The main thing that’s a little tricky to understand is the general data compression scheme for describing properties of various package versions, e.g.:

https://github.com/JuliaRegistries/Uncurated/blob/e6b846888c9f03e25405850eead061cf1d0846dc/A/ACME/Compat.toml

To apply this to a specific version of the ACME package—say version 0.7.1—you go through and for each stanza, see if the version range that identifies the section header includes the version number. The data for 0.7.1 is the union of key-value pairs for all of the sections that include the version 0.7.1, in this case:

ProgressMeter = "0.2.1-0.5"
IterTools = "0.1-0.2"
DataStructures = "0.2.9-0.8"
julia = "0.6-0.7"
Compat = "0.64-0.68"

These give the ranges of versions of these dependencies with which ACME 0.7.1 is compatible. These ranges only apply to actual versions of these dependencies within the same registry, so while they are expressed in compressed format, they are actually effectively just lists of specific registered versions of these other packages.

It is illegal for any version to be included in multiple stanzas which have key collisions so the ordering of the stanza doesn’t matter, nor does their specificity.

This same general compressed format is used for all of the per-package-version files, including: Versions.toml (although this is degenerate since each key-value pair is unique to an individual version, but it’s still a form of this format), Deps.toml and Compat.toml. The Package.toml file is the only exception since it describes the package itself and not data about individual versions of it.

Another example, decoding the Deps.toml file for ACME 0.7.1:

https://github.com/JuliaRegistries/Uncurated/blob/e6b846888c9f03e25405850eead061cf1d0846dc/A/ACME/Deps.toml

For 0.7.1 this decodes to:

Compat = "34da2185-b29b-5c13-b0c7-acf172513d20"
ProgressMeter = "92933f4c-e287-5a05-a399-4b506db050ca"
IterTools = "c8e1da08-722c-5040-9ed9-7db0dc04731e"
DataStructures = "864edb3b-99cc-5e75-8d2d-829cb0a9cfe8"

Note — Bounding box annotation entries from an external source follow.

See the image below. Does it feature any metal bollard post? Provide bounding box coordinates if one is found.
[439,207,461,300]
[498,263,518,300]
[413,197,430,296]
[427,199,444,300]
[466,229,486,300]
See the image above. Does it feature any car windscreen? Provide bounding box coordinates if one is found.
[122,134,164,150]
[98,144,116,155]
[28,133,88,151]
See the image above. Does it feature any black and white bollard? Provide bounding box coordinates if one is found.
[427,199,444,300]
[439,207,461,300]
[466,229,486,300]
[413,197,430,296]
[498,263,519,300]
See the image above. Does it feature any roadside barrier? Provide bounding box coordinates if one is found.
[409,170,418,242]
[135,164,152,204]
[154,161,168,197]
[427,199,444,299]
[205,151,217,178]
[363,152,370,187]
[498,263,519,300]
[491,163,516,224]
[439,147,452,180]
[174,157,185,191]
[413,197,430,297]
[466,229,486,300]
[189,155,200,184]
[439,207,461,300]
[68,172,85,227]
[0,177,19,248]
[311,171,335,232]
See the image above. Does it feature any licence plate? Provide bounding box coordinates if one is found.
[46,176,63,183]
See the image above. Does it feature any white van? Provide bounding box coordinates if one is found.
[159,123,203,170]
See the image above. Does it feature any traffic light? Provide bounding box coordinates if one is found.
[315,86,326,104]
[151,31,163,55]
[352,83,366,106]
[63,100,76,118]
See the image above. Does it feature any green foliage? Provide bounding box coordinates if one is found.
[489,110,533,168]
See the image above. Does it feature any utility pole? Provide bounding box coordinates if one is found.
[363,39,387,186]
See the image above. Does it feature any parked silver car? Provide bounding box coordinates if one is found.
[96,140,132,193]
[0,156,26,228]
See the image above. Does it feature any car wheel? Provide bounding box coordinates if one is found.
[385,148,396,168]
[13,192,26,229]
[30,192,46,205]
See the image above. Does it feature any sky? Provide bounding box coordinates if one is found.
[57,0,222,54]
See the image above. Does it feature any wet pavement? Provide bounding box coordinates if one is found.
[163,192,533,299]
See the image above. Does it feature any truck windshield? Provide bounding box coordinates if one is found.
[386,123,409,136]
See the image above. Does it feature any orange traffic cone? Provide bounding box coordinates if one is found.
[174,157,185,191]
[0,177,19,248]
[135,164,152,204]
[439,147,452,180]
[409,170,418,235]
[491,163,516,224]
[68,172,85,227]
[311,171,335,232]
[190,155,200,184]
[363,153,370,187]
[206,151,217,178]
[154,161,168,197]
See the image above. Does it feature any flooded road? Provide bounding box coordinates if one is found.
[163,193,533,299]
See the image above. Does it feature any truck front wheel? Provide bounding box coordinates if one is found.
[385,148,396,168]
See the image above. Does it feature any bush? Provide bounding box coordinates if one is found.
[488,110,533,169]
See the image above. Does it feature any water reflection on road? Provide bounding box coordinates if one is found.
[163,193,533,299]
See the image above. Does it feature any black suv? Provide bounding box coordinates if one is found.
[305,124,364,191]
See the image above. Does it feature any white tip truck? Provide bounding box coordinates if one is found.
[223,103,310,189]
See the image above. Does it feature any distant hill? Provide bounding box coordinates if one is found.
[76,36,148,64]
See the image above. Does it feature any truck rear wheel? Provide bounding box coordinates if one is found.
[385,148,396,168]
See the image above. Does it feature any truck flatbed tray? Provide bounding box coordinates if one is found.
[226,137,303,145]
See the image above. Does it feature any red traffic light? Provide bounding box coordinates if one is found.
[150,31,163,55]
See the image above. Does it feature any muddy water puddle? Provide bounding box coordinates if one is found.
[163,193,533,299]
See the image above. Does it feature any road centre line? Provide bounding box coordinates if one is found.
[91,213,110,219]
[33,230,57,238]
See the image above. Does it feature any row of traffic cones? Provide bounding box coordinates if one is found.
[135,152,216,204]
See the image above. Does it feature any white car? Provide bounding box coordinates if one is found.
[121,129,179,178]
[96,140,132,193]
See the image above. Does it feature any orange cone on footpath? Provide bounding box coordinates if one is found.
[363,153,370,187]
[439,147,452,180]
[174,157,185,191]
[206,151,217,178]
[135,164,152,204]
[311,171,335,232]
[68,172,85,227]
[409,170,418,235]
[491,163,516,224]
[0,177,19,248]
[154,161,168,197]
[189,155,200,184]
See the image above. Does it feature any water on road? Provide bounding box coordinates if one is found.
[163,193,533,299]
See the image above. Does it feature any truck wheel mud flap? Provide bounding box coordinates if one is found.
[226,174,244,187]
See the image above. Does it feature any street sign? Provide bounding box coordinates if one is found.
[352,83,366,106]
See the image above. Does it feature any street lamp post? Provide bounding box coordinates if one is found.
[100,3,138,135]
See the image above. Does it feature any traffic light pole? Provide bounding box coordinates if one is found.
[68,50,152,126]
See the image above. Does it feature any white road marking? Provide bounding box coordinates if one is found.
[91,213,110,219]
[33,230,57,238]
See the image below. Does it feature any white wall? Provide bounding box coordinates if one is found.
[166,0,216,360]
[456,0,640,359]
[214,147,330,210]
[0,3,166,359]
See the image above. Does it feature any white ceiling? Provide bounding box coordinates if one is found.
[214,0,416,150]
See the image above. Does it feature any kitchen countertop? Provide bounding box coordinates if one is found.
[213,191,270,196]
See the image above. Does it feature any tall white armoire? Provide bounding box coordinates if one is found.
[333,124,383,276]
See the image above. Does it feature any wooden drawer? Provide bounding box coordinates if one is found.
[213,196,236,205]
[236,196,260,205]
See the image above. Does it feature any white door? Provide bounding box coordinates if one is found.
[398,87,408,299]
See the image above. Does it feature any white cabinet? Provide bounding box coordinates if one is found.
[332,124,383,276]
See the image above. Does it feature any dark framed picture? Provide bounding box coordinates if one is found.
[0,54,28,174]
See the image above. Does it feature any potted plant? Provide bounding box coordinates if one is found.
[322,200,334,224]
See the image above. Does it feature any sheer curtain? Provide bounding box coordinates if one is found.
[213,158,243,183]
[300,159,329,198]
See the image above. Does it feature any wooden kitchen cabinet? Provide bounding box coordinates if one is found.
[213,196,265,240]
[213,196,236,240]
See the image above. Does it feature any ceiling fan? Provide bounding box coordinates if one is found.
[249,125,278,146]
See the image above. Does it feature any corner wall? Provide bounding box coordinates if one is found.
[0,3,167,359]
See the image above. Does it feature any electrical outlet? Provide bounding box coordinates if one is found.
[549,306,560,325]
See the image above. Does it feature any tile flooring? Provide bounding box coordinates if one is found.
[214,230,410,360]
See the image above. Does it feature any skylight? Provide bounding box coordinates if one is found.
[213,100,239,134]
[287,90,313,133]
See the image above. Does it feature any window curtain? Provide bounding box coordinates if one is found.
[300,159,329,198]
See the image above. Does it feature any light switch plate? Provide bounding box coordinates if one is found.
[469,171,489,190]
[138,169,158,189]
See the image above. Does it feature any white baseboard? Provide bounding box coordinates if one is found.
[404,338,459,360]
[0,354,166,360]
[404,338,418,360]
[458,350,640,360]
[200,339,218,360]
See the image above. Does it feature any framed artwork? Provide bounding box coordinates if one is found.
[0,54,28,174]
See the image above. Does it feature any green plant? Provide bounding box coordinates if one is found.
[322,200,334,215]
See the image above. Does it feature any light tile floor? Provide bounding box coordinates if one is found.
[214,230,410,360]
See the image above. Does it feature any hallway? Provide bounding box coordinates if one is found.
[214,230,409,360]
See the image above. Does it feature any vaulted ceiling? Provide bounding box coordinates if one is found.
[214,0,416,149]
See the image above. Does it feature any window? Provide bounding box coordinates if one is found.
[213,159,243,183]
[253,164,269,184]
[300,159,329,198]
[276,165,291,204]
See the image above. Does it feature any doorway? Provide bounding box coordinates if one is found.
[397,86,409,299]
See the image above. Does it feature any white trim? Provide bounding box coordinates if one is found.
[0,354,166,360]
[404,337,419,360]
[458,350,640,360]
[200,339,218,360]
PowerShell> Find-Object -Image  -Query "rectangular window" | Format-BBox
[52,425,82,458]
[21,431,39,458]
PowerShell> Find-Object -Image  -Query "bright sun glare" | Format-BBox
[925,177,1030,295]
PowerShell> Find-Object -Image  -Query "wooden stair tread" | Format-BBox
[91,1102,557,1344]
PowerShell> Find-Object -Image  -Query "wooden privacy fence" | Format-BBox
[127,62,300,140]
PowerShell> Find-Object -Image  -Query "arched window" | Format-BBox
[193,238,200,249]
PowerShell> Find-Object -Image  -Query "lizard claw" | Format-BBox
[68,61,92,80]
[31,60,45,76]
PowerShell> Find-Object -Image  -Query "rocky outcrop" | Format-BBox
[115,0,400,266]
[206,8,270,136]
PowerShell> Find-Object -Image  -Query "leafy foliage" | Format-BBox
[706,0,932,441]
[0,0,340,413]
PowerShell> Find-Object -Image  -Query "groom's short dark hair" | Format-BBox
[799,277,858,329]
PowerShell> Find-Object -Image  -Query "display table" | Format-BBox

This is what would go in the [deps] section of that version’s Project.toml file (if it had one).

2 Likes

One thing, Uncurated has things split up by the first letter of the package, but for something like I’m trying to do, a small (probably no more than 50 for quite some time) number of packages (including ones that are not in JuliaStrings, such as StringEncodings and StringDistances), most everything starts with Str, so that isn’t that helpful.
Is that layout a requirement? It looks like it puts the actual relative location of the registry information in the Registry.toml file. I’m wondering, if the path key is not present, if it could default to the package name? (i.e. for small curated registries, just have them all at the top level).

Thanks again for all the info during this very busy time for you!

The relative path is whatever is in the Registry.toml file so you can choose whatever layout you prefer. I’m not sure about having a default, since it seems easy enough to just specify it. On the other hand, the non-sharded layout does seems like a reasonable default.